While part of the landscape for decades, the services provided by church and not-for-profit organisations began gaining state government support in the 1990s, with modest federal funding commencing under the Hawke government. More substantial funding occurred under the Rudd/Gillard governments in the aftermath of the global financial crisis and the first Abbott government budget largely maintained the level of federal assistance to community based financial counselling, at $20m annually.
Existing community services provide around one financial counsellor for every 2,600 people living in a financially stressed household. This disparity between the need and available resources has seen a private business model emerge to meet demand. As argued in submissions to the inquiry, the private businesses have to date only been marginally regulated and their impact has been mixed at best.
A number of the private businesses are marketed as providing “credit repair services”, holding out hope that measures can be taken to restore a person’s credit rating. Yet little can be done to “repair” a credit rating, especially where bankruptcy is concerned. In other respects the private services appear to do nothing more that the services community financial counselling provide.

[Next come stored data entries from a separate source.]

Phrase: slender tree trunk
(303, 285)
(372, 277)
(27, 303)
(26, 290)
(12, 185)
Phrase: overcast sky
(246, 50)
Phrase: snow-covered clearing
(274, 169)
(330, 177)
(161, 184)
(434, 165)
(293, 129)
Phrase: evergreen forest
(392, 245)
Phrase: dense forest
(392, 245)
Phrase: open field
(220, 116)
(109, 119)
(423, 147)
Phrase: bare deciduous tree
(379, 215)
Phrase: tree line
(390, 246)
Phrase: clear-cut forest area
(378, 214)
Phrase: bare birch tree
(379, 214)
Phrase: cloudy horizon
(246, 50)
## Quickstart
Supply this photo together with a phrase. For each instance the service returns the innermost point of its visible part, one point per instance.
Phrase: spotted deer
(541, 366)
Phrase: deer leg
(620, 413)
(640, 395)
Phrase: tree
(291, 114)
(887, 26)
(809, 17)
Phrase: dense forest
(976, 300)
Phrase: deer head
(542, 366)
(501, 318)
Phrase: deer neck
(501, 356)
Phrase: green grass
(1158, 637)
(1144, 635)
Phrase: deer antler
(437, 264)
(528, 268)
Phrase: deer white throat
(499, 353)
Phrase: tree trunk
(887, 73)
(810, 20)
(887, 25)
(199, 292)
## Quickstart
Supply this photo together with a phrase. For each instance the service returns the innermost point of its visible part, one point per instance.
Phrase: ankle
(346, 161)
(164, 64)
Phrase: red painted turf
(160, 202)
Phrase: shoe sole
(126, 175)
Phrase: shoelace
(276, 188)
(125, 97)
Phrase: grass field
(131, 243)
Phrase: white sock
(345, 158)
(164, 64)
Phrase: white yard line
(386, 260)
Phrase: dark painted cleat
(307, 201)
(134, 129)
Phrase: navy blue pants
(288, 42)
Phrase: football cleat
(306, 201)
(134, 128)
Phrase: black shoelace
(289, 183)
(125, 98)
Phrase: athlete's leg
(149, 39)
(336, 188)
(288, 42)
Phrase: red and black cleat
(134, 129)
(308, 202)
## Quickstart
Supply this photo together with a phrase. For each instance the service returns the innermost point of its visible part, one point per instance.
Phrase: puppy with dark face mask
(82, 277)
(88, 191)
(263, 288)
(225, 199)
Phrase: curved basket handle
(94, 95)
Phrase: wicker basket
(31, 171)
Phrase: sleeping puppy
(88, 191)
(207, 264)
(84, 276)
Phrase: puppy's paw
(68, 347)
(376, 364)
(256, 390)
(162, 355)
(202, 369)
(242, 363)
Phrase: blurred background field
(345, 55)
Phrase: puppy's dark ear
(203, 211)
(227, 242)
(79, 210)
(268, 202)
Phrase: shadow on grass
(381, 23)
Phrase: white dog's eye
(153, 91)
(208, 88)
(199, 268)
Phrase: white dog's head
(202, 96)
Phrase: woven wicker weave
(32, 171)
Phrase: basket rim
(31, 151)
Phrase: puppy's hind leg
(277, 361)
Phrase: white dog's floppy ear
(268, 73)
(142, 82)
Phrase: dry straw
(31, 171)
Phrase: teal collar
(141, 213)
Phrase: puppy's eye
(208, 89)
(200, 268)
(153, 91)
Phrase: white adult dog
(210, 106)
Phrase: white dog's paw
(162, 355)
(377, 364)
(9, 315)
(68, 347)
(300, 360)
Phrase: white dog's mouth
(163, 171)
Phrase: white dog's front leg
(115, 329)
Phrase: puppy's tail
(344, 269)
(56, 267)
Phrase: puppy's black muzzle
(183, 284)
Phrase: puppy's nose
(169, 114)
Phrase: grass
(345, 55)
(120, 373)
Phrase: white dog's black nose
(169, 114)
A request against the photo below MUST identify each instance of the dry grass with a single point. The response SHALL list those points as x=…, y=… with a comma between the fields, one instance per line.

As a result, people are now paying for assistance that can be accessed for free, including the submission of hardship claims to industry Ombudsman schemes. This is counter to the foundation principle of each of these industry sponsored dispute-resolution schemes – that they be provided at no cost to the consumer.
So where do we go from here, in terms of policy options? The United Kingdom’s money advice service provides a useful model as to how financial counselling could be extended and funded. The UK service has operated since 2010 and provides face-to-face, telephone and on-line programs akin to those provided by financial counsellors in Australia.
The scheme is funded by a small levy on financial service providers and receives no direct taxpayer contribution. It was introduced with support across the British Parliament and was widely accepted as a worthwhile initiative by industry.
It goes without saying that strengthening financial counselling in Australia through a similarly structured scheme would empower financially distressed households. It is also consistent with federal government plans to increase use of relationship counselling as a means to support marriages. After all, financial stress is a major contributor to relationship breakdown, just as relationship breakdowns contribute to increased financial hardship.
A recommendation from the Murray inquiry to improve financial capability by expanding publicly available financial counselling would be a modest but worthwhile reform.